As Prof Sir Hugh Pennington has said in these columns, the reds were introduced from Scandinavia in 1793, the greys from North America in 1876. The cuddly red squirrel can carry leprosy. The reality is that, within 18 months The Animal and Plant Health Agency will have a contraceptive vaccine which can be used to reduce the grey numbers in place of the barbaric culling which has failed spectacularly for 100 years (there are 2.7m greys as they breed twice a year). There are areas of Scotland where reds and greys live side by side. Greys do not attack reds and a 2008 study showed many reds are immune to ghastly squirrel pox, which urgently requires a vaccine too.

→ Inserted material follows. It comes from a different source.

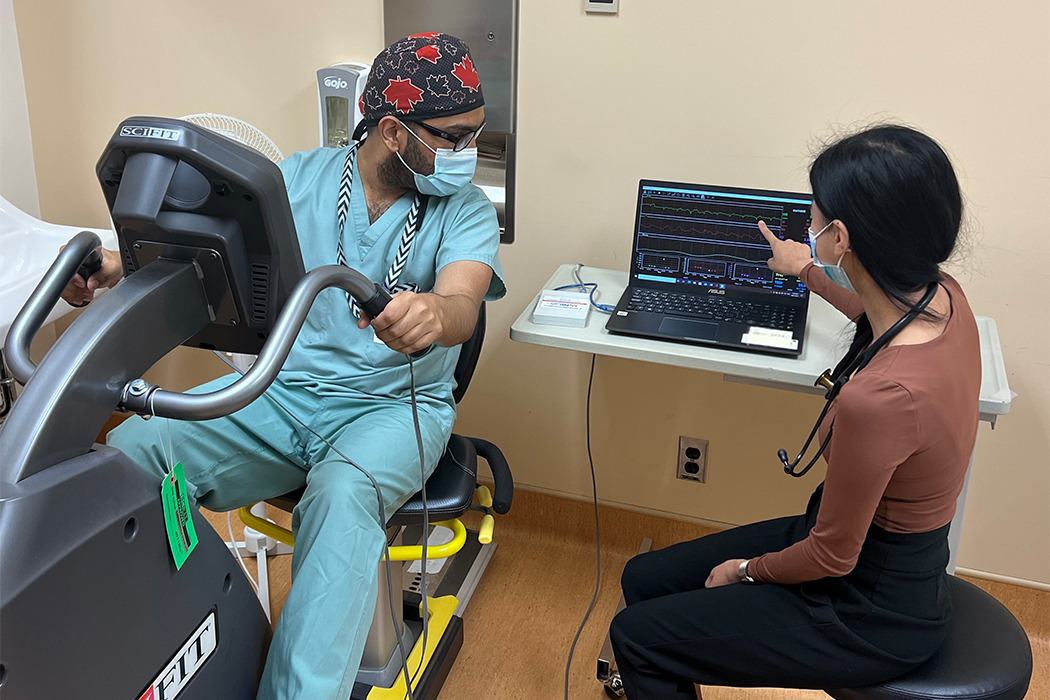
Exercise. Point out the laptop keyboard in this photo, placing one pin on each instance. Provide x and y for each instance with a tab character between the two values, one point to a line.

Much of the problem stems from the reluctance of the SNP Government and ambivalence of the SSPCA to challenge the English classification of the greys as “vermin”. The reds are in decline due to a lack of coniferous woodland outwith Scotland and the increase of deciduous. The habitat of the reds has been destroyed by agriculture, housing and industrial use. They are arboreal feeders. Greys have adapted to foraging on the ground eg for the unripened seeds reds will not touch. Their success has led to horrors of which we should be ashamed.

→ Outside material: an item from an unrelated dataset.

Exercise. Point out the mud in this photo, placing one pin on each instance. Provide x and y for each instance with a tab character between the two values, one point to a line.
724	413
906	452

John V Lloyd, Inverkeithing, Fife

Time to explain?

Elizabeth Scott is fond of making extreme statements about the Government at Westminster's sins, as she sees them. Now she claims that the NHS in Scotland may be “subsumed by a two-tiered NHS England” (Letters, 24 January). I am at a loss to understand why that should be the case, as NHS Scotland is wholly under the control of the SNP. If Elizabeth Scott is, as she claims, a former GP, why is she not aware of this?

Or, could it be that she knows something about the Scottish Government's plans to privatise the NHS on this side of the Border? I would not be surprised if they did, as I have had experience of the gradual privatisation of the SNP's NHS when I recently had a check-up, due to my age. That check-up was at a private hospital. Then, later, I had a scan at another (private) hospital, all through the SNP-run Scottish NHS. The scan, I was told, cost a cool £1,000!

If the Scottish NHS is in danger of being privatised, as my experience would seem to confirm, then Humza Yousaf has a lot of explaining to do.